1,「前期(夏季)試験(9、10月ごろ)」
2,「後期(冬季)試験(1、2月ごろ)」
いずれも受験年は、大学四年生の年度です。
後期試験しか受験しないとなると、進路未決定のまま年を越して、3月の卒業間近まで不安に苛まれることになります。
学部の入学試験を例に考えると、一学部でも「一般試験」「センター利用」のように何度も試験を受けられたりもしますよね。
大学院の場合は基本前期、後期それぞれ一回ずつです。
定員は前期・後期ごとにわかれているよりは、「前期・後期合わせて○人」といった募集が多い印象です。その場合、大学学部入試と同じく 「前期
のほうがメインで、後期は残り人数で合格を出す」場合が多いようです。
大学によっては、後期(冬季)試験のみの場合もあります(文学研究科でいうと、東京大学や京都大学など)。
※(余談)
ちなみに、「博士課程(博士後期課程)」の試験は、「冬季試験」の「年に一回のみ」です。前期(夏季)試験はありません。
②出願時期を忘れないように
出願時期に関しては、これまで高校や大学学部の入試を経てきた方にはよくわかっていると思います。基本的には試験の1~2か月前が相場といえるでしょう。
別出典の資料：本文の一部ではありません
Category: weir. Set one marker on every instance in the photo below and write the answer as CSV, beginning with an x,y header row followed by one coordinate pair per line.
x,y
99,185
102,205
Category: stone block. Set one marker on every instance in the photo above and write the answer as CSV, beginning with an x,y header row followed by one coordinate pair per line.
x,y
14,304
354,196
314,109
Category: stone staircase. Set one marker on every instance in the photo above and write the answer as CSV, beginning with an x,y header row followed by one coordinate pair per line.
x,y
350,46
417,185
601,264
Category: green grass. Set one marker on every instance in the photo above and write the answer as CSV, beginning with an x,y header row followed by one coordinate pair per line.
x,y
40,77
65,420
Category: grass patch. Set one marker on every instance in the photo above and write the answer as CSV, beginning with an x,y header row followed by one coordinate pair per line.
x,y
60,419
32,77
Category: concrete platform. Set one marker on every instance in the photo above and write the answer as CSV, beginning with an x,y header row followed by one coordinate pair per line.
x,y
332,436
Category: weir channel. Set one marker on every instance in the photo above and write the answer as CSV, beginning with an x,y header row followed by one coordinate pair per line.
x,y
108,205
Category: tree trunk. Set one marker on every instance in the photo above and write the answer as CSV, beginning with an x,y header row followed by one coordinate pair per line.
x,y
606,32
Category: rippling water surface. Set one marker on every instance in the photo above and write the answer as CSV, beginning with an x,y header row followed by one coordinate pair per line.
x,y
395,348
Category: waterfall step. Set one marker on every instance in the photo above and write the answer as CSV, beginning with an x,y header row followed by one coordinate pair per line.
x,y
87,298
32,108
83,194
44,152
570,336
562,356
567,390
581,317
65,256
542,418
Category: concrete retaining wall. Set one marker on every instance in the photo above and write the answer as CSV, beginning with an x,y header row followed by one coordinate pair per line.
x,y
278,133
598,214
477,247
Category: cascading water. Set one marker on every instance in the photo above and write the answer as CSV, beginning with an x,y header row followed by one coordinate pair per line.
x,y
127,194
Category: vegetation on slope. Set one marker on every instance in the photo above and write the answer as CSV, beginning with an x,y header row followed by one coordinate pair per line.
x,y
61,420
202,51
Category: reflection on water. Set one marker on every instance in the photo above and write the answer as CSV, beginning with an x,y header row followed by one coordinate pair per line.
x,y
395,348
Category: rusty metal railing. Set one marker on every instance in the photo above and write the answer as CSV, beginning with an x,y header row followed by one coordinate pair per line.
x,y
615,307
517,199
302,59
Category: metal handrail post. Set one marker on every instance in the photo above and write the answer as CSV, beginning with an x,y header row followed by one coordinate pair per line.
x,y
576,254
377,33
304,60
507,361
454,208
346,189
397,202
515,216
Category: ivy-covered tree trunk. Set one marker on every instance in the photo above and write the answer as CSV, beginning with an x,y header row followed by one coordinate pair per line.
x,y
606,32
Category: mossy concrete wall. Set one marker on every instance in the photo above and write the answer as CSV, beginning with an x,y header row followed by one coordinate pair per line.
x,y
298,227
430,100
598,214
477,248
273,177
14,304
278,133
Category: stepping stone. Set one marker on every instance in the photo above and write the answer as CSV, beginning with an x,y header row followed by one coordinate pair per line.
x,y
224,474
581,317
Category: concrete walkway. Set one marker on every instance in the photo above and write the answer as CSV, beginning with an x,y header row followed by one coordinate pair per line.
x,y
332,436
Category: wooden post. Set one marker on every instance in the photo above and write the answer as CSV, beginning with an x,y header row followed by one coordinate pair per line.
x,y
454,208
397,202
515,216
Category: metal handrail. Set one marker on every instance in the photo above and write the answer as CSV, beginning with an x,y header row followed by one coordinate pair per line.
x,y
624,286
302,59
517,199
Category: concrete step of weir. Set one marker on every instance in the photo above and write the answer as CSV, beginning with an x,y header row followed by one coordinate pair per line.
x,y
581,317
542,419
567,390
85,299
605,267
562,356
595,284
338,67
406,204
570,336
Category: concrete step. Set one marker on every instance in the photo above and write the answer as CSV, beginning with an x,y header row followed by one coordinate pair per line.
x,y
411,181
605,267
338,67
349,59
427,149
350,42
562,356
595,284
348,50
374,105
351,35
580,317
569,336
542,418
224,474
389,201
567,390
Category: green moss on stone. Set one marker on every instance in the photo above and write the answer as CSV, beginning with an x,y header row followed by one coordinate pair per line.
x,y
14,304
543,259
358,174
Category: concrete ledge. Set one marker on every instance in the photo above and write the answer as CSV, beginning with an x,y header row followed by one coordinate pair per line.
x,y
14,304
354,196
しかも、願書受付期間が1週間くらいしかないなど、事前準備も必要になってきます。
具体的に試験の日程を確認しつつ、出願時期を見てみましょう。
先ほど紹介した「前期(夏季)試験」と「後期(冬季)試験」にわけてみてみましょう。
・前期試験の出願期間例(北海道大学大学院文学院)
まずは、「前期(夏季)試験」です。
ここでは事例として北海道大学大学院 文学院をみてみます。試験日程は以下のとおりです。
※2023年度入学者募集要項を参考にしています。
出願期間は「2022年7月21日から28日」になっています。約一ヶ月前くらいが願書の締め切りですね。
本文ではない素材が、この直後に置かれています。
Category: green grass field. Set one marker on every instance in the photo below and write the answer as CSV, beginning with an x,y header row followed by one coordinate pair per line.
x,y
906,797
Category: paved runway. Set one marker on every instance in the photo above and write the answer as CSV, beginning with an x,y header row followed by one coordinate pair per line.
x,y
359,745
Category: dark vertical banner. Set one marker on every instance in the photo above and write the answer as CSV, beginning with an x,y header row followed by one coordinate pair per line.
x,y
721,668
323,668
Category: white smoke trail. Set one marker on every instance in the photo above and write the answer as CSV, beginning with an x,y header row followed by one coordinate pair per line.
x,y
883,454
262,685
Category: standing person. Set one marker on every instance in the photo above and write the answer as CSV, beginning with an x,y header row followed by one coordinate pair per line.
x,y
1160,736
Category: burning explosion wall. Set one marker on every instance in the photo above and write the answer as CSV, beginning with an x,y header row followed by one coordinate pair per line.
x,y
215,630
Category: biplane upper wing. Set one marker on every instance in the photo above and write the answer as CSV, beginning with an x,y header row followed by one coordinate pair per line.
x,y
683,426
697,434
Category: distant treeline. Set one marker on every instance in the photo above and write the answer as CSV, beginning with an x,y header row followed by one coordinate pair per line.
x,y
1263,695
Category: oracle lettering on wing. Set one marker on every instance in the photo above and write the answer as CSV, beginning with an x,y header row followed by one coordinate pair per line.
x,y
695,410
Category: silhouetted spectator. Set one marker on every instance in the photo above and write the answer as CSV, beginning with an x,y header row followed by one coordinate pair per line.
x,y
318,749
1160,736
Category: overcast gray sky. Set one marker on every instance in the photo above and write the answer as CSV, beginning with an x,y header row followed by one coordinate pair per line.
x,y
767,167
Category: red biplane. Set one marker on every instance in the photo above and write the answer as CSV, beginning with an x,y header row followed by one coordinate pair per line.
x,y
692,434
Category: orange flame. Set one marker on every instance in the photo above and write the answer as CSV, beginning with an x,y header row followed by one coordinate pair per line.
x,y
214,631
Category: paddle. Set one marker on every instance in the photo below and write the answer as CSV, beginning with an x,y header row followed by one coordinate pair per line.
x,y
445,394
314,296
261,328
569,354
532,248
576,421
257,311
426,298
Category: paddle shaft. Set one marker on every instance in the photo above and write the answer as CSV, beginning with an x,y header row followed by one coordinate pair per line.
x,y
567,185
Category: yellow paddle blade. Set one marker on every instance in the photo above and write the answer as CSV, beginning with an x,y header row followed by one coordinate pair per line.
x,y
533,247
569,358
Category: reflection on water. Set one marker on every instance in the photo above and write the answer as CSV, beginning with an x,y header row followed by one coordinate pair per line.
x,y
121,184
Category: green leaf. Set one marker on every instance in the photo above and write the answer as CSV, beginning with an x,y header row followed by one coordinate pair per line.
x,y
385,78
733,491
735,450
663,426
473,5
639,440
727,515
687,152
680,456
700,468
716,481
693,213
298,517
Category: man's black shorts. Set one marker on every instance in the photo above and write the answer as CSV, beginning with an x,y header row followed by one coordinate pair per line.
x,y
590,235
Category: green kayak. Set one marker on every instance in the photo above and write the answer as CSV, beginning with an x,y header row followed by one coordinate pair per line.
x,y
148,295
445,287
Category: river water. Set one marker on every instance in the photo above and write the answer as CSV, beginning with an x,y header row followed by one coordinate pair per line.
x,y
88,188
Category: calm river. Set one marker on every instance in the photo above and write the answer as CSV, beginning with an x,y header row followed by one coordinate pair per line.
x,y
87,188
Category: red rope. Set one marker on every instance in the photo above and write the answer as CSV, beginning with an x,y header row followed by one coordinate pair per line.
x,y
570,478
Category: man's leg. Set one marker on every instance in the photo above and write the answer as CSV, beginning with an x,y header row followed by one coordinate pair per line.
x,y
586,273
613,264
大学生にとっては、期末試験や夏休み直前くらいの時期でしょうか。
基本的にはこのように1~2か月前の願書締め切りが主だと思います。私立大学などによっては、数週間前まで受け付けている例もあります。
・後期試験の出願期間例(京都大学文学研究科)
つぎに「後期(冬季)試験」です。
おそらく、他大学よりも少々厳しめな試験を課している京都大学大学院文学研究科を例に見てみます。
試験日程は以下の通りです。
この試験の願書出願期間は「2022年12月13日(火)から12月19日(月)」です。試験の約二か月前くらいには提出する必要があります。
今回事例に出した京都大学の場合は、受験者が執筆した「論文」(主に卒業論文)も出願時に提出が求められます。これは「口頭試問」において、その研究成果をチェックされるからです。京都大学の場合は、「論文」別日程の締め切りが設けられています。
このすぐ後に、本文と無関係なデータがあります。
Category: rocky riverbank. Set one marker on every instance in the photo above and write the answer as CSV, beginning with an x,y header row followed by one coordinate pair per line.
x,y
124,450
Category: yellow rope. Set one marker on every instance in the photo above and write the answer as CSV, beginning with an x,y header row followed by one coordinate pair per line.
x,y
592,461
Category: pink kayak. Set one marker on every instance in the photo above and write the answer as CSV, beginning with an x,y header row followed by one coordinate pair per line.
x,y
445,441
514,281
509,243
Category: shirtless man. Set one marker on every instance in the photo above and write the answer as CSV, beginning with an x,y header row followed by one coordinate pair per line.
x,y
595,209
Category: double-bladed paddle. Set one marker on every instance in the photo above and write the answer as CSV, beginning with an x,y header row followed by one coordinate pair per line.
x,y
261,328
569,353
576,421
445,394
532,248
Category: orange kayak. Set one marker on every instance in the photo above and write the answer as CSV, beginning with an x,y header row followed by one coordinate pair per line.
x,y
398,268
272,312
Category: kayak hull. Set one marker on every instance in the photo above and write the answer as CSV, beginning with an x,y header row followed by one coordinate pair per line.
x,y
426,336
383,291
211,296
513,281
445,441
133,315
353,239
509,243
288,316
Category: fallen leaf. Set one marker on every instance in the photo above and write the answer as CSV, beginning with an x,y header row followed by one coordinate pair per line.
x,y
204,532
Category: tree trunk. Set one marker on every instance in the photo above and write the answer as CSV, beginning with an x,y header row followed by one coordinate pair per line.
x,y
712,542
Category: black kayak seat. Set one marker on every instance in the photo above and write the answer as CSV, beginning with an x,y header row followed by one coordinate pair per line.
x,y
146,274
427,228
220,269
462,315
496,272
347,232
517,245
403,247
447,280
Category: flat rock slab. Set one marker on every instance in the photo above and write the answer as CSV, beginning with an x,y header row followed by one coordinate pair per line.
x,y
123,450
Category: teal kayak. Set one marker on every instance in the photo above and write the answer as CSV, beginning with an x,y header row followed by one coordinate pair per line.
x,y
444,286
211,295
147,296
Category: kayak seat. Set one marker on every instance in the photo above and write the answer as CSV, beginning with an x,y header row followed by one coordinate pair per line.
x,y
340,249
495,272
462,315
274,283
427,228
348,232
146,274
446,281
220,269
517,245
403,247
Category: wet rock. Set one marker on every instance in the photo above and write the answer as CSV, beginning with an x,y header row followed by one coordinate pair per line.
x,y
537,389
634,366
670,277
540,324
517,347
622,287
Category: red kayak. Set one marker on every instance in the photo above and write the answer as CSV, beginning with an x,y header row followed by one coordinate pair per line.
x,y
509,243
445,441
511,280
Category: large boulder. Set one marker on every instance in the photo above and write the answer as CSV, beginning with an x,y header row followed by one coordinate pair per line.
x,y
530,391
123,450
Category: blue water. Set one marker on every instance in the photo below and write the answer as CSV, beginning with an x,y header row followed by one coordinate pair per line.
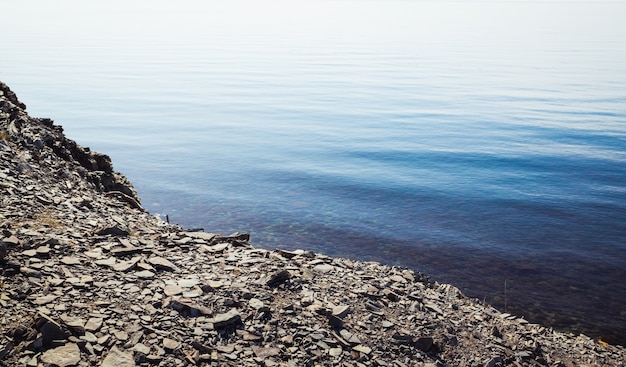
x,y
483,143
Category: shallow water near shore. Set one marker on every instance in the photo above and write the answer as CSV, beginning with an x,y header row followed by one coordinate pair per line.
x,y
481,143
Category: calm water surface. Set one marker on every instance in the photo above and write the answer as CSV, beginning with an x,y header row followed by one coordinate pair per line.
x,y
481,143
「論文」は「2023年1月4日(水)から1月6日(金) 」が締め切りです。
この日程の違いは、おそらく世間一般の大学の卒論締め切りが年末~1月頭くらいであることを考慮しているのでしょう。ある程度完成した卒論を提出してほしいという思いがあるのだと思います。
・少々特殊な大学院試験の形態
京都大学文学研究科の場合は、一次試験、二次試験と分けて合格者を発表しています。一次試験は「語学試験」もありますから、こうした点での足切りがあるのでしょう。
ただ、他の大学院ではこのように試験を分けることなく1日間、もしくは連続した2日間にわたって全試験を行う場合が多いように思われます。
③卒論のスケジュールとの兼ね合い
大学院試験ももちろん試験ですから、語学や専門科目の試験対策を行う必要があります。他にも、出願時に「研究計画書」や「論文」、「論文要旨」を提出する必要もあります。
・大学院入試の出願期間、試験日を全てメモしておく
まず、大学院ごとに試験日程は異なります。先に挙げた京都大学のように、冬季試験しかない場合は「卒業論文提出後、すぐに大学院試験」というスケジュールに陥ります。
まずは、「手帳」や「スマホのスケジュール帳」を用意します。
次に、興味のある大学院の日程を調べてみましょう。なければ、自分の大学の大学院を例に調べてみましょう。
試験日程が前期、後期とあるのか、定員の振り分けは前後期でどうなっているかの基本情報を踏まえた後に「出願日程」「試験日程」をスケジュール帳に全て書き出していきましょう。複数の大学院を考えている場合も、全て書き出しましょう。
・卒業論文の締め切りと受験勉強の並立スケジュールを考える
次に、卒業論文です。基本的には大学4年次の1年間をかけて仕上げていくものになります。
概ね、大学卒業論文の締め切りは12月末~1月ごろくらい。
すると、大学院の後期(冬季)試験と日程がほぼ被ることとなります。
先に紹介した京都大学大学院のように、冬季試験しかない大学院の場合は、「卒論と試験勉強の同時並行」を求められることとなります。
受験一か月前、二か月前から大学院受験勉強だけできれば良いのですが、大学院でも研究を続けたい人の場合、卒業論文も一生懸命最後までミスなく整えたい衝動に駆られることでしょう。
それに卒論指導も、夏を過ぎて秋〜冬に書けて本格的になっていきます。何より、締め切りが近づかないとやる気が出ない人もいるでしょう。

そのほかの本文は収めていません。